Dynamic load models are fundamental components for simulating and analyzing a power system. Due to their utmost importance, a wide range of dynamic models have been introduced within the past years, able to accurately capture the dynamic behavior of conventional loads. However, new grid technologies, such as distributed generation (DG) and controllable loads, are gradually emerging, transforming the purely load-composed distribution networks to active distribution networks (ADNs). Therefore, it is vital for Transmission System Operators (TSOs) to upgrade the existing load models and reassess the stability of their system.

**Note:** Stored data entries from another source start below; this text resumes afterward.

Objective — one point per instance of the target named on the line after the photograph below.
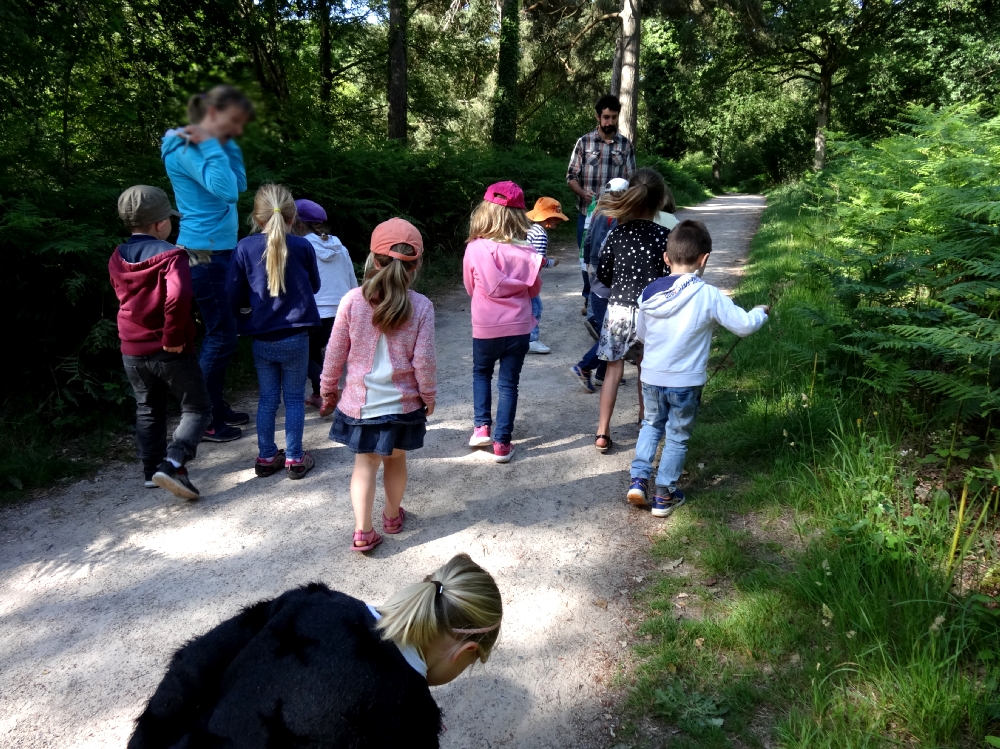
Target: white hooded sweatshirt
(677, 315)
(336, 273)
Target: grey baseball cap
(143, 205)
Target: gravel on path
(102, 581)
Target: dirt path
(100, 584)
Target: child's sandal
(394, 525)
(370, 540)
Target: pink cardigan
(411, 351)
(501, 279)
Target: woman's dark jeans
(208, 281)
(486, 352)
(154, 379)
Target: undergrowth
(836, 590)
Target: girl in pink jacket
(384, 334)
(500, 270)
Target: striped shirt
(539, 239)
(594, 162)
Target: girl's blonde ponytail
(273, 213)
(461, 600)
(386, 287)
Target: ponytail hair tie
(480, 631)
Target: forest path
(102, 582)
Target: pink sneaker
(503, 452)
(481, 437)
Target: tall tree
(397, 70)
(629, 94)
(508, 68)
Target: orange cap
(546, 208)
(397, 231)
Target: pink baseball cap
(506, 194)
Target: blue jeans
(590, 362)
(536, 312)
(208, 282)
(281, 368)
(670, 412)
(486, 352)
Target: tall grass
(820, 610)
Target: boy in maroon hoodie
(152, 279)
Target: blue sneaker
(584, 377)
(666, 503)
(637, 491)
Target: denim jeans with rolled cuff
(670, 413)
(208, 281)
(281, 370)
(154, 379)
(536, 312)
(509, 351)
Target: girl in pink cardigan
(500, 270)
(384, 333)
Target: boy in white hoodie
(677, 316)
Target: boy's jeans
(281, 368)
(536, 312)
(486, 352)
(208, 281)
(669, 411)
(154, 378)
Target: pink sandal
(394, 525)
(370, 540)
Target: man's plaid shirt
(594, 162)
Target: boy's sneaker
(537, 347)
(481, 437)
(221, 433)
(175, 480)
(637, 491)
(584, 377)
(264, 468)
(234, 418)
(503, 452)
(664, 504)
(299, 468)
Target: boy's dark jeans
(486, 352)
(154, 378)
(208, 281)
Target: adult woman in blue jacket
(206, 170)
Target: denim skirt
(380, 435)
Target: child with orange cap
(384, 335)
(546, 215)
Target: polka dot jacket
(632, 259)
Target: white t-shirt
(381, 395)
(410, 653)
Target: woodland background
(409, 108)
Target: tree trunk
(397, 69)
(325, 74)
(631, 26)
(616, 66)
(822, 116)
(505, 100)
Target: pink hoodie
(501, 279)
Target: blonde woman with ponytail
(384, 336)
(274, 273)
(317, 666)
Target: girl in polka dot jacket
(631, 260)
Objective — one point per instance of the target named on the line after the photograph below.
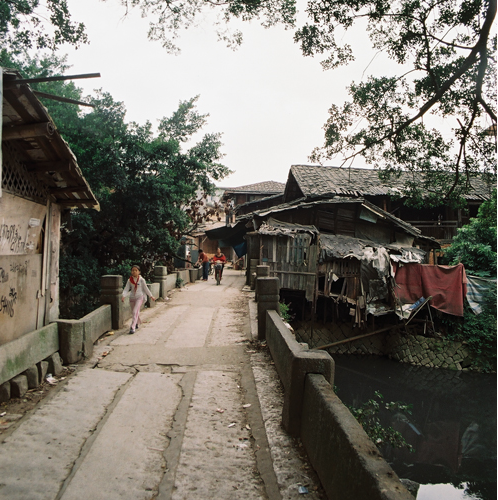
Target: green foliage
(285, 312)
(475, 244)
(445, 54)
(144, 182)
(475, 247)
(478, 331)
(35, 24)
(368, 416)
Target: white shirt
(142, 289)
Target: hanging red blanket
(446, 284)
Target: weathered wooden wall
(292, 259)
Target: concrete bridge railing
(349, 465)
(24, 362)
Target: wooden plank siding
(292, 259)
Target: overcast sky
(269, 102)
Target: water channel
(452, 427)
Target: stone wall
(429, 352)
(395, 344)
(348, 464)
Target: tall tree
(149, 184)
(445, 50)
(38, 24)
(144, 183)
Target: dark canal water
(452, 427)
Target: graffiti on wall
(8, 299)
(11, 238)
(7, 303)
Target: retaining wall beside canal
(398, 345)
(348, 464)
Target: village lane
(189, 407)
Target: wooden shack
(350, 266)
(40, 179)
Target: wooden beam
(49, 166)
(10, 83)
(357, 337)
(62, 99)
(28, 131)
(293, 272)
(65, 190)
(75, 202)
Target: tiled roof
(324, 181)
(267, 187)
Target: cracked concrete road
(186, 408)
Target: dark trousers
(205, 270)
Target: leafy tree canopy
(445, 50)
(475, 244)
(38, 24)
(149, 184)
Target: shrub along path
(186, 408)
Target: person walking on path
(204, 260)
(219, 257)
(136, 288)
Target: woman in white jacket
(137, 289)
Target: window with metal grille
(17, 180)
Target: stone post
(261, 272)
(160, 276)
(251, 273)
(111, 288)
(268, 300)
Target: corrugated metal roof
(328, 181)
(27, 125)
(267, 187)
(302, 204)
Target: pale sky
(269, 102)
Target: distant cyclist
(219, 257)
(204, 261)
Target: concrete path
(186, 408)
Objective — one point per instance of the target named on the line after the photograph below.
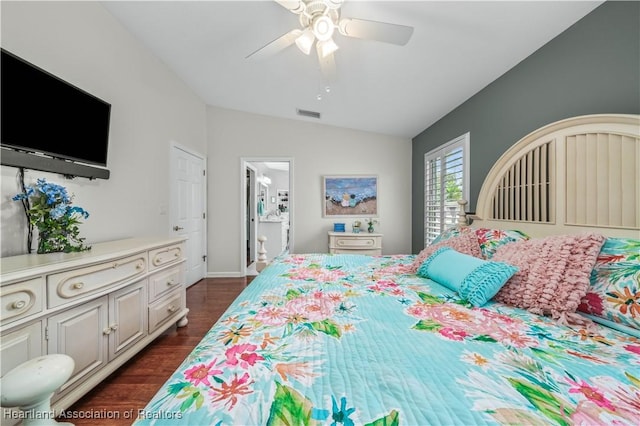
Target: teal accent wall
(591, 68)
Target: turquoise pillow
(475, 280)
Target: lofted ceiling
(457, 48)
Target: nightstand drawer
(372, 252)
(360, 243)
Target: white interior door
(250, 214)
(188, 209)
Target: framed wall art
(346, 196)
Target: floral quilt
(325, 339)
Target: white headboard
(574, 175)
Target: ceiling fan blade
(373, 30)
(327, 66)
(276, 45)
(293, 6)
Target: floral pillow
(491, 239)
(614, 293)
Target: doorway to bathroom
(267, 204)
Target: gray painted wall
(593, 67)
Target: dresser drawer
(165, 308)
(165, 255)
(371, 252)
(66, 286)
(164, 282)
(21, 299)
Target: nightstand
(350, 243)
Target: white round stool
(31, 385)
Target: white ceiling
(457, 48)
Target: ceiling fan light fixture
(326, 48)
(305, 41)
(333, 4)
(323, 28)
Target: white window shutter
(445, 182)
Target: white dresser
(100, 306)
(352, 243)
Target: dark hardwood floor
(132, 386)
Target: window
(446, 180)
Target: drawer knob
(18, 304)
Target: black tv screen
(42, 113)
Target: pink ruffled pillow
(466, 242)
(553, 273)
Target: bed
(386, 340)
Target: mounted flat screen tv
(43, 114)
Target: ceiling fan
(318, 20)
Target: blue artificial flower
(58, 211)
(79, 210)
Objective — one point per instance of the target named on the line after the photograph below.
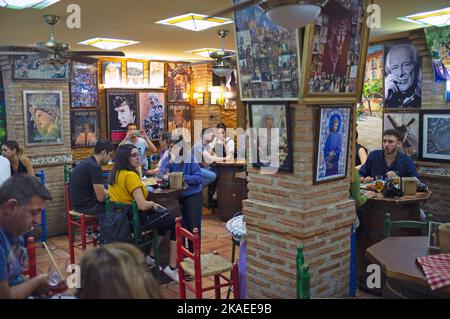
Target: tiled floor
(214, 238)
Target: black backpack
(116, 227)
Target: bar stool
(77, 220)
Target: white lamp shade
(294, 16)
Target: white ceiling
(134, 20)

Motivated by study conducted in Germany several years ago, this thesis attempts to determine the steady-state relationship between the frequency and active power using real measurement data. As a next step, the respective methodology for developing load models, which was proposed several years ago, is further extended so that it can be applied to modern distribution networks with DG. The results of the “old” and the current study are compared revealing how much the load dynamics have changed within the past years.

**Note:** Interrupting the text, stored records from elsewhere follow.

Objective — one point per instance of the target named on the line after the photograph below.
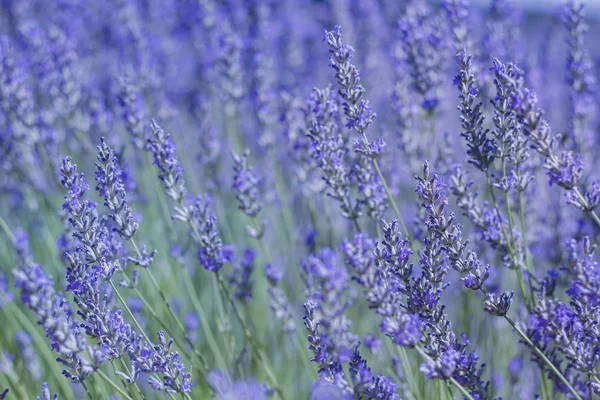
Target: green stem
(212, 343)
(203, 364)
(528, 265)
(461, 388)
(509, 246)
(124, 304)
(549, 363)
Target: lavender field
(277, 199)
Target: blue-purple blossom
(246, 185)
(170, 171)
(225, 388)
(241, 277)
(29, 355)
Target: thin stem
(124, 304)
(461, 388)
(212, 343)
(87, 391)
(204, 365)
(509, 246)
(248, 334)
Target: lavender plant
(286, 270)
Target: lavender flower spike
(170, 171)
(481, 149)
(110, 186)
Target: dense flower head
(225, 388)
(46, 393)
(53, 314)
(481, 148)
(246, 185)
(241, 278)
(274, 205)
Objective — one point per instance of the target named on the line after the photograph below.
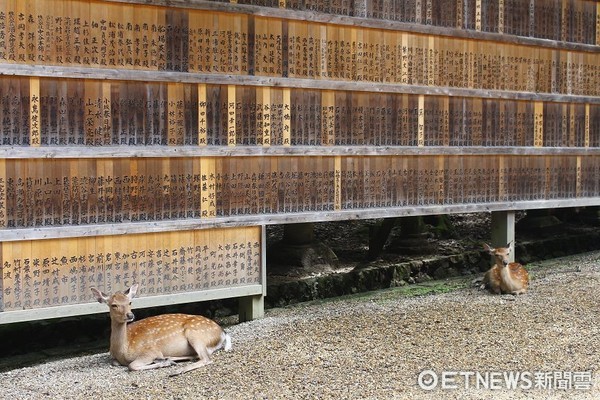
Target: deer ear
(101, 297)
(130, 293)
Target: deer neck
(119, 341)
(510, 282)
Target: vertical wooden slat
(421, 123)
(538, 124)
(338, 183)
(208, 187)
(287, 117)
(328, 117)
(231, 115)
(202, 122)
(266, 116)
(34, 112)
(597, 24)
(478, 15)
(587, 126)
(501, 16)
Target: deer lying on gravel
(505, 276)
(159, 341)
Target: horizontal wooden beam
(66, 152)
(314, 16)
(9, 317)
(51, 71)
(283, 218)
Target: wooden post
(34, 112)
(503, 229)
(253, 307)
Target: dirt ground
(390, 344)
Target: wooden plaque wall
(148, 141)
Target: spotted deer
(505, 276)
(159, 341)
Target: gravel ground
(375, 346)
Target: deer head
(119, 304)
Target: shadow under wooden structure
(151, 141)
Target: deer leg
(202, 352)
(150, 361)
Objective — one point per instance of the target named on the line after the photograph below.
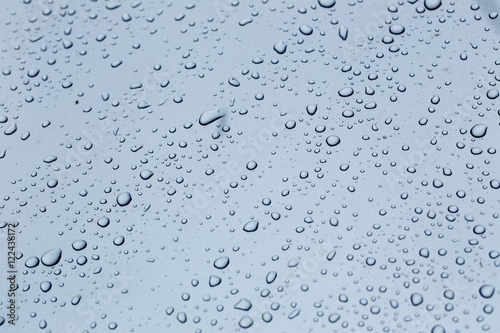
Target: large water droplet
(210, 116)
(332, 140)
(52, 257)
(432, 4)
(251, 226)
(123, 199)
(280, 47)
(479, 130)
(221, 262)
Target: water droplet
(305, 29)
(326, 3)
(251, 226)
(52, 257)
(346, 92)
(332, 140)
(487, 291)
(208, 117)
(221, 262)
(280, 47)
(343, 32)
(123, 199)
(416, 299)
(396, 29)
(246, 322)
(479, 130)
(146, 174)
(243, 304)
(432, 4)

The thesis continues with introducing a three-stage methodology to effectively build a set of dynamic models for an ADN based on field measurements. In the first stage, the proposed clustering method identifies and then discards all the irrelevant data for the model parameter estimation. In the next stage, the remaining data are clustered into groups with similar dynamics while in the third stage, a nonlinear dynamic model is developed for each of the derived groups. It is concluded that, in spite of the large number of measurements representing a wide range of grid configurations, the general dynamic characteristics of an ADN can be accurately captured using a limited number of models.

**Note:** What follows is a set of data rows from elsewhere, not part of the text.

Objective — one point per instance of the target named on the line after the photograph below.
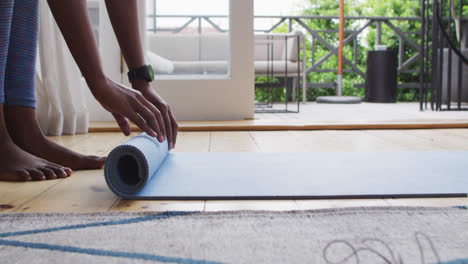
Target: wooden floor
(314, 116)
(86, 191)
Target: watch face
(151, 72)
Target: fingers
(175, 128)
(123, 124)
(159, 125)
(140, 122)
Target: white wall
(226, 99)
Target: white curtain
(61, 103)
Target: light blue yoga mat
(142, 168)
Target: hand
(170, 122)
(125, 104)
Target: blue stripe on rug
(107, 223)
(106, 253)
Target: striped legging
(18, 48)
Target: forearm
(72, 18)
(124, 19)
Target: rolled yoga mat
(143, 168)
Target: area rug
(353, 235)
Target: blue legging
(18, 49)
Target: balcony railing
(409, 58)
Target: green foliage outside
(366, 41)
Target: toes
(50, 174)
(20, 175)
(23, 176)
(36, 175)
(60, 171)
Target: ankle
(21, 124)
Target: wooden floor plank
(239, 205)
(230, 141)
(159, 206)
(193, 142)
(84, 191)
(429, 202)
(340, 203)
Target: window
(188, 39)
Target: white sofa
(189, 54)
(182, 54)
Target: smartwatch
(144, 72)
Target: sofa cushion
(175, 47)
(160, 64)
(200, 67)
(214, 47)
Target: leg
(16, 164)
(20, 113)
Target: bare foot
(18, 165)
(25, 132)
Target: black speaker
(381, 76)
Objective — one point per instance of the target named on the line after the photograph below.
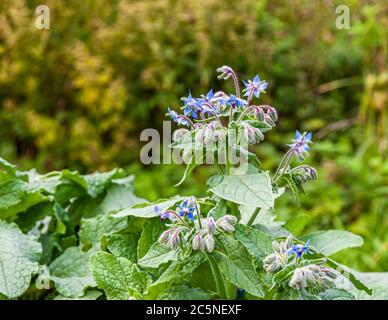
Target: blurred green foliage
(79, 94)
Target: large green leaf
(152, 229)
(19, 256)
(118, 277)
(253, 190)
(332, 241)
(237, 267)
(119, 197)
(16, 196)
(124, 245)
(70, 272)
(146, 210)
(177, 273)
(157, 255)
(94, 228)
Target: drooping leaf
(237, 267)
(70, 272)
(146, 210)
(152, 229)
(19, 256)
(252, 189)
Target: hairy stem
(219, 280)
(253, 217)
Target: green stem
(253, 217)
(217, 277)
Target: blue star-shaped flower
(191, 106)
(299, 249)
(163, 215)
(233, 101)
(256, 86)
(176, 117)
(301, 144)
(185, 209)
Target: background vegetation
(78, 95)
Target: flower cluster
(211, 116)
(299, 149)
(314, 277)
(183, 232)
(303, 273)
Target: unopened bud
(197, 240)
(179, 133)
(209, 243)
(211, 225)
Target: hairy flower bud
(227, 223)
(175, 239)
(197, 240)
(269, 120)
(209, 243)
(273, 114)
(259, 114)
(274, 262)
(179, 133)
(211, 225)
(165, 237)
(313, 277)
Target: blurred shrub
(78, 95)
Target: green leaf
(146, 210)
(237, 266)
(297, 223)
(19, 256)
(264, 221)
(194, 162)
(98, 182)
(93, 229)
(252, 189)
(90, 295)
(16, 197)
(70, 272)
(124, 245)
(337, 294)
(177, 273)
(332, 241)
(157, 255)
(119, 196)
(257, 243)
(151, 231)
(8, 167)
(185, 293)
(118, 277)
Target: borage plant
(69, 236)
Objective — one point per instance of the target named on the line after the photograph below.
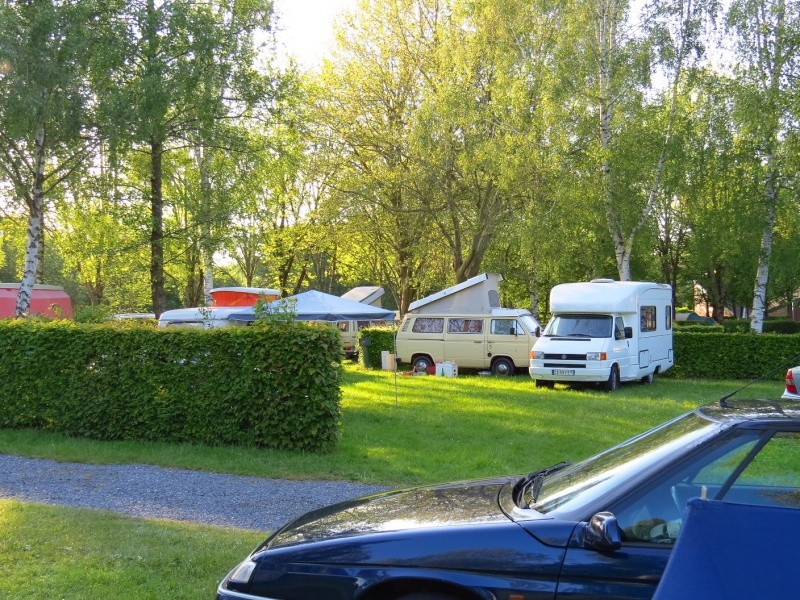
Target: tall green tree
(45, 108)
(372, 90)
(768, 52)
(167, 88)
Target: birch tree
(44, 109)
(768, 53)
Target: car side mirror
(602, 532)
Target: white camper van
(605, 331)
(465, 324)
(499, 341)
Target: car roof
(755, 411)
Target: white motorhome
(605, 331)
(465, 324)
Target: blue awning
(318, 306)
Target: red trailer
(47, 300)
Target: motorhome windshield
(577, 325)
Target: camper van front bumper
(568, 372)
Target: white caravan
(605, 331)
(224, 302)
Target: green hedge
(270, 386)
(733, 355)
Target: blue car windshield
(578, 325)
(583, 483)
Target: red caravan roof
(241, 296)
(47, 300)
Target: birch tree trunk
(771, 62)
(35, 201)
(156, 228)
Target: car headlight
(243, 572)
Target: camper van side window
(428, 325)
(619, 329)
(648, 318)
(465, 326)
(505, 327)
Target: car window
(772, 478)
(655, 514)
(505, 327)
(586, 482)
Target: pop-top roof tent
(729, 551)
(366, 294)
(47, 300)
(318, 306)
(477, 295)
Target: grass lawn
(407, 430)
(80, 554)
(395, 430)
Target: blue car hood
(466, 503)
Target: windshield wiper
(533, 482)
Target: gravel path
(183, 495)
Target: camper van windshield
(594, 326)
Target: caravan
(605, 331)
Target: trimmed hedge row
(733, 355)
(275, 386)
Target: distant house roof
(366, 294)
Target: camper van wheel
(649, 378)
(503, 366)
(613, 379)
(421, 364)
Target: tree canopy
(160, 148)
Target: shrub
(732, 355)
(271, 386)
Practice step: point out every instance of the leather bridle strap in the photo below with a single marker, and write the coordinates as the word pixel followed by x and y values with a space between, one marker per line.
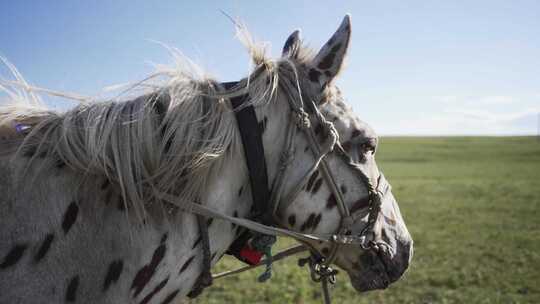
pixel 251 135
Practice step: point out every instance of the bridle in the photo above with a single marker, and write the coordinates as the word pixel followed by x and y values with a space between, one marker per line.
pixel 304 115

Finally, this thesis aims at modeling the uncertainty induced by the stochastic nature of load and DG. To do so, a new probabilistic dynamic model is proposed that, except for its response, additionally yields the corresponding predictive uncertainty. This probabilistic model is further enhanced so that it can directly incorporate time and weather variables. It is shown that this model can decode the influence of this kind of exogenous variables and convert it into more accurate predictions.